Living here, has isolated me physically from most of my friends. The distances are pretty vast, and navigating them doesn't get any easier as you age.
But there are other ways to show you care.
Rosemary's was totally unique and so loving in it's own charming way. A way I understood. A way I loved her for, a way that fulfilled her purpose. It made me smile.
This is what she did:
After Errol died, Rosemary began sending purses and bags to me. Beautiful, expensive handbags. Wonderful totebags. Some made by Vera Bradley, whose designs she intruduced me to, and I've come to love.
I so fully understood this was her way to show how much she cared. She knew how much I loved Errol, she was at our wedding, so many years ago.
So I never reminded her that I live in a place where max only two handbags are needed. I now have one for winter, it's brown with a monkey dangling on a chain. I love it.
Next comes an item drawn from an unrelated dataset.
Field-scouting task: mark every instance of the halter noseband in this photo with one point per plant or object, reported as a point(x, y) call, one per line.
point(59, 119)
And a black and white one for summer.
I will make a point of using them all this summer. I will think of my friend with love as I take them out and put my stuff in them.
One should perhaps not talk about handbags and totes when remembering a friend.
I'm only doing this because I know this was Rosemary's way to be kind to me, to show me that she was sad for my loss, to want to cheer me up with a lovely gift.
Which then turned into many lovely gifts.
That was Rosemary, my friend. So much kindness, so much care, so much love for well over 40 years.
Sorrow has visited me again.
As a beautiful, smart, kind, and loving friend has left this earth.